The other thing I changed was the way I applied the decal. I cleaned the area with the soapy water (didn't want to get too carried away and wash the whole car) and then applied the decal while the surface was still damp; last time I sprayed the back of the decals and I don't think it did the films adhesiveness any favours,

Just got to get myself set up with supplies now.

Here are a couple of photos of the new decals. Unfortunately it has been raining and overcast today so the decal isn't sparkling that well.

I am gonna remove my webaddress, company name and phone number decals when I get my xpel and remake them using the xpel film


----------



## Corel Whisperer (Sep 1, 2010)

Was this the standard or value film?


----------



## Leg cramps (Feb 9, 2009)

looks great!


----------



## Kim_t2_au (May 24, 2010)

Corel Whisperer said:


> Was this the standard or value film?


 
Eek, I don't know, I just asked for a sample. I am waiting for a reply to my email so I will ask that question then and get back to you.

Kim


----------



## jiarby (Feb 8, 2007)

what is that first one? I cannot make out what the design is.


----------



## D.Evo. (Mar 31, 2006)

Nice job Kim!




jiarby said:


> what is that first one? I cannot make out what the design is.
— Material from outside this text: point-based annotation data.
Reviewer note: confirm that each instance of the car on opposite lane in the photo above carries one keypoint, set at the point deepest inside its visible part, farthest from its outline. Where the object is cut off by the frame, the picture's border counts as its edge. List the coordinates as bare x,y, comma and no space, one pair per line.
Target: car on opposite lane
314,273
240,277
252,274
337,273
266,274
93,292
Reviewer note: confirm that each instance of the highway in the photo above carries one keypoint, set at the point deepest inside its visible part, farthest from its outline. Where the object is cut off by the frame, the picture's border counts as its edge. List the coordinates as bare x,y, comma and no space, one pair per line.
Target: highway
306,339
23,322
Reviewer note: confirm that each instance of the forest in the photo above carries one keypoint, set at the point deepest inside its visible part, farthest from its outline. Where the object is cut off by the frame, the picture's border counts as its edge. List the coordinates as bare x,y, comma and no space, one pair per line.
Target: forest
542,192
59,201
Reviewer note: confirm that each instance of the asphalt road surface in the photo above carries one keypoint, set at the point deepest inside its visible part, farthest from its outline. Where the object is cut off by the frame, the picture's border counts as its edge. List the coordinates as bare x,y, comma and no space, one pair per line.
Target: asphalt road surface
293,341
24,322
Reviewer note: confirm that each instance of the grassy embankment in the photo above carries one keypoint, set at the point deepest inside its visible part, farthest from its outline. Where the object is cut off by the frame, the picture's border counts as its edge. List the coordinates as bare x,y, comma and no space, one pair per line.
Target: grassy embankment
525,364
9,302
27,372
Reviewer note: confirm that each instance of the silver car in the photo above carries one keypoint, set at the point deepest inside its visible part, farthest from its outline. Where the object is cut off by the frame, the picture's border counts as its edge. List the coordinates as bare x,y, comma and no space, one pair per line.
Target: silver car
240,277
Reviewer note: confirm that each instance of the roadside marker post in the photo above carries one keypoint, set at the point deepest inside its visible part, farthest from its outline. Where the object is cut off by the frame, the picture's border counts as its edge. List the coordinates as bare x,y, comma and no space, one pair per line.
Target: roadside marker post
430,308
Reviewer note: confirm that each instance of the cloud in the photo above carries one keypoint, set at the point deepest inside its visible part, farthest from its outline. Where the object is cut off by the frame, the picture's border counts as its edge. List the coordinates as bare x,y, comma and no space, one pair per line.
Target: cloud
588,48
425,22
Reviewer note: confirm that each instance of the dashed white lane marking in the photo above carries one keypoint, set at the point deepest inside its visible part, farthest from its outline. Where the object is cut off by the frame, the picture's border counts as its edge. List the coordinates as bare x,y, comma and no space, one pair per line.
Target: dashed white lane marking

Looks like a ballet shoe to me


----------



## Corel Whisperer (Sep 1, 2010)

A "ballet shoe" now I see it!


----------



## allhamps (Mar 15, 2007)

Nice, and thanks for the update.


----------



## SandyMcC (Jul 23, 2009)

The penguin is adorable!!!


----------



## Janet and Tim (Aug 19, 2010)

Great job Kim. I got my sample today... The outlaws left today so I will get timje to play. So excited I can not wait


----------



## selanac (Jan 8, 2007)

My daughter would love that penquin. Great job.


----------



## Kim_t2_au (May 24, 2010)

jiarby said:


> what is that first one? I cannot make out what the design is.
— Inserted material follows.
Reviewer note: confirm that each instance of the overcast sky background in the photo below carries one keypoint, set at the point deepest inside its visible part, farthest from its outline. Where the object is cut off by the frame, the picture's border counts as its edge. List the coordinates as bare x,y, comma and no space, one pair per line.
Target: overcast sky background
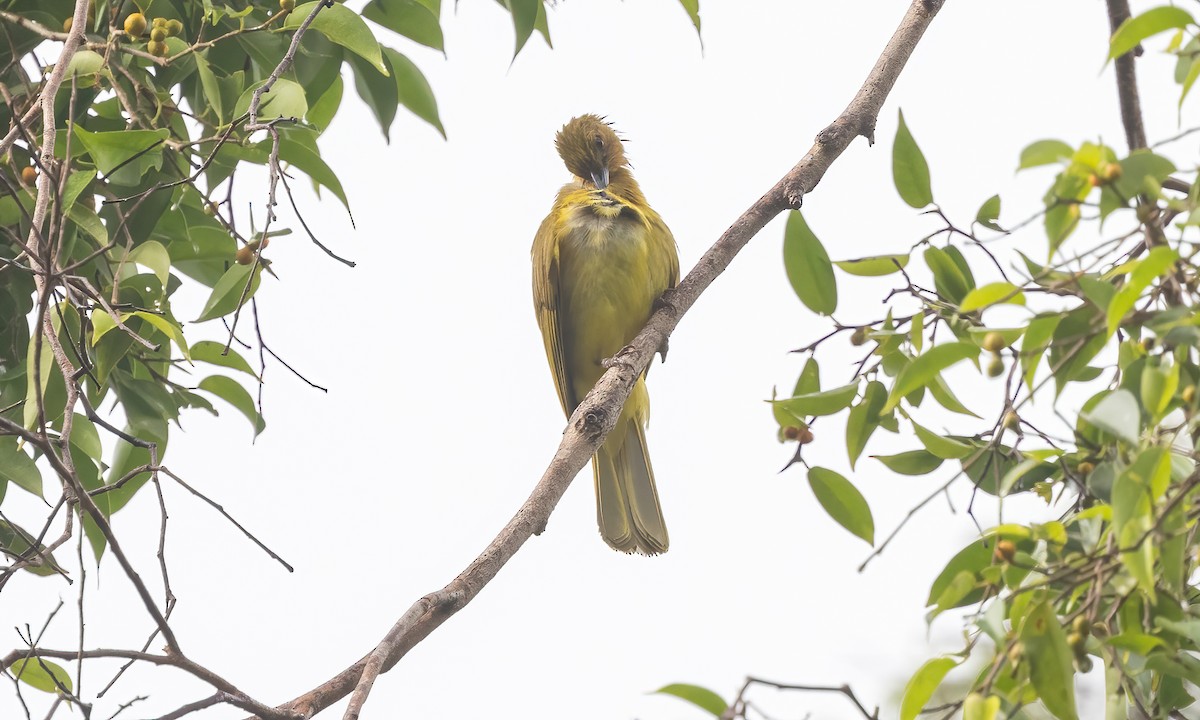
442,414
A ballet pointe. Unfortunately because it was overcast the colour difference didn't show up very well.

Kim


----------



## Boomerbabe (Sep 5, 2009)

Great job. I like both designs. My only suggestion would be to try and trim the decal material a little closer to the stones and round any sharp corners.


----------



## texasagswife (Sep 28, 2010)

Great decals. I never thought about putting them directly on the auto's body (as opposed to the glass only). I wonder how it will handle that in the long run?


----------



## BML Builder (Jul 8, 2008)

I would think it should last just as long on the painted part because that is what the Xpel is made for to protect the paint.


----------



## Corel Whisperer (Sep 1, 2010)

Just be careful if you are applying these to the painted area on a leased vehicle. I know it is paint protection film, but depending on the area you live in, the color of the paint, a darker sport could be left behind. Just something to think about.


----------



## BML Builder (Jul 8, 2008)

Yes, you have a point there. The paint may fade on the rest of the vehicle that wasn't protected with the decal.


----------



## texasagswife (Sep 28, 2010)

BML Builder said:


> I would think it should last just as long on the painted part because that is what the Xpel is made for to protect the paint.


I gotcha. Not too familiar with Xpel, but I suppose if it's designed to protect a painted surface than it would be a perfect application.

Thanks for the info!!


----------



## Kim_t2_au (May 24, 2010)

texasagswife said:


> Great decals. I never thought about putting them directly on the auto's body (as opposed to the glass only). I wonder how it will handle that in the long run?


It should be OK on the paint as the film is a paint protection film. I guess the worse that will happen is that the paint may fade with time and the paint under the rhinestones may stay the original colour .

Kim


----------